Is OneLake Catalog the Same As Microsoft Purview Data Catalog? No. The OneLake catalog is scoped to Microsoft Fabric items and built natively into the Fabric experience. Microsoft Purview covers enterprise-wide, multi-cloud assets and adds business glossary, automated classification, and access policy enforcement. They complement each other; Purview’s sensitivity labels and governance signals surface automatically inside the OneLake catalog.
Does the OneLake Catalog Cost Extra? The OneLake catalog is included in Microsoft Fabric capacity licensing, no separate catalog license required. Data quality scoring requires Fabric F-SKU capacity. Copilot descriptions require Copilot to be enabled. Basic discovery and endorsement are available at no additional cost for any Fabric tenant. Full details are on the licensing page.
What Are the Endorsement Levels in the OneLake Catalog? There are three levels: Promoted, Certified, and Master data. Certified is the most important for data consumers; it means the item has formal sign-off and meets production standards. The full permission model for endorsement is documented on Microsoft Learn.
How Do Data Quality Scores Work in the OneLake Catalog? Data quality scores (0–100%) are generated by rules you configure in Fabric’s Data Quality feature. Rules check completeness, uniqueness, accuracy, and consistency against defined thresholds. Scores appear on catalog item cards after the first rule run.

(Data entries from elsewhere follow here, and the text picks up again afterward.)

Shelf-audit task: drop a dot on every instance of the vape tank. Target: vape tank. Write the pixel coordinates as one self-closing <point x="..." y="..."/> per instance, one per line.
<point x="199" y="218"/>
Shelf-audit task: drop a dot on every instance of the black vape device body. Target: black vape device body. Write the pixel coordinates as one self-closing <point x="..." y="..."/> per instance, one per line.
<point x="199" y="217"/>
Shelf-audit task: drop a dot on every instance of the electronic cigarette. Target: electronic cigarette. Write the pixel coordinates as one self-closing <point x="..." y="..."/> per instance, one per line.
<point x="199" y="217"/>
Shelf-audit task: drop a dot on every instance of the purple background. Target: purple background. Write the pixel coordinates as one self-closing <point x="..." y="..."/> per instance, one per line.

Can the OneLake Catalog Connect to Databricks Unity Catalog or AWS Glue? Yes, external catalog federation enables connections to Databricks Unity Catalog, AWS Glue, and other external platforms. This feature is in preview as of early 2026. Production multi-cloud governance architectures should not depend on it until it reaches full GA status.
How Do OneLake Shortcuts Interact With the Catalog? OneLake Shortcuts appear as catalog items within the lakehouse where they are created. Sensitivity labels inherit from the parent lakehouse when label inheritance is enabled. Data quality rules must be configured explicitly against shortcut targets, they don’t inherit automatically. Lineage for external shortcuts requires Purview scanner configuration to show the complete chain.
Does the OneLake Catalog Have a Business Glossary? No. Business glossary with term-to-asset assignment is not native to the OneLake catalog. That capability is provided by Microsoft Purview, which integrates with the catalog so governed terms can surface alongside catalog items.